We need Z to be zero, so we must also decrease Z by a factor of roughly 26. z / 26 accomplishes this, but ((z / 26) * 26) + (input + B), where B always appears to be a positive number, does not. So we need the second processor to always chose the z / 26 path, and because we know the conditions to chose that path (((z % 26) + C) == input, where C appears to always be negative), we calculate the input digit to cause that to happen.
So, what I do is parse the input, detect each type of processor, and build a model around that. Then I iterate through all the processors. For the "simple" processors, I just brute-force the input digits. For the "complex" processors, I calculate which (if any) input digit would produce the valid path. This reduces my problem space from 9^14, to 9^7, making it solvable in a reasonable amount of time.
I just reversed the order of how I calculate the brute-force digits. It takes a little longer than part 1, but still fast enough to be acceptable.
I always wondered if day 25 would be the hardest, or if the AoC gods would have mercy on Christmas Eve. I feel like they had mercy. So for this one, I once again just stuffed all the data into a 1 dimensional array and wrote some helpers around accessing the data. For each step, I make an empty map, copy over the group that is stationary, then move (or not) the group that is moving.
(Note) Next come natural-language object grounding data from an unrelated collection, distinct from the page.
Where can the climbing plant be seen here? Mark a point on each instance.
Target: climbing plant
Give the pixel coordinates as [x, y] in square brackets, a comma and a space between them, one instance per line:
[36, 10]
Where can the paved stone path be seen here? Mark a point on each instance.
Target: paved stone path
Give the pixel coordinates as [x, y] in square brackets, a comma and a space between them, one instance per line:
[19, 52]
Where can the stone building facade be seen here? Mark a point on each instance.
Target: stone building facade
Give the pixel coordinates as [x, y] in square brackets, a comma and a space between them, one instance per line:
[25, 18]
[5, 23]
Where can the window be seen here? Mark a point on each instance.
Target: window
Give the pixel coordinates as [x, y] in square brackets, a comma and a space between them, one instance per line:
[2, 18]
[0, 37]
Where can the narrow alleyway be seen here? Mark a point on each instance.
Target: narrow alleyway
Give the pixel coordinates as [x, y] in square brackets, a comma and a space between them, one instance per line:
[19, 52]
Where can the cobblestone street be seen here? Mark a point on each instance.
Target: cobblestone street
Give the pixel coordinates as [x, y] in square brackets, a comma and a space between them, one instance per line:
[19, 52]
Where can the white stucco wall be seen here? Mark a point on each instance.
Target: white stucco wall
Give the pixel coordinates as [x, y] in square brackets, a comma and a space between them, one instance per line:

I made a few small tweaks to improve performance:
- I use a poor man's array pool. Rather than creating new arrays and then immediately throwing them away, I toss them into a stack when I'm done with them, and pop them off when I need a new one... In reality, the stack only ever has one item in it so I could have just swapped between a pair of arrays, but that was just more logic.
- Since I'm using a pool, I need to initialize the array. I could have to just looped through all the elements and set them to '.' manually, but instead I create an "empty" array, initialized to all '.' elements, and then copy that array into the array I want to zero out.
Did these optimizations make a significant difference? No idea. I broke the golden rule of "performancing" and added tweaks without profiling. In any case, it arrives at the answer in a reasonable amount of time.
And... I won't spoil part 2, except to say if you solved Part 1, I'm quite confident you can solve part 2.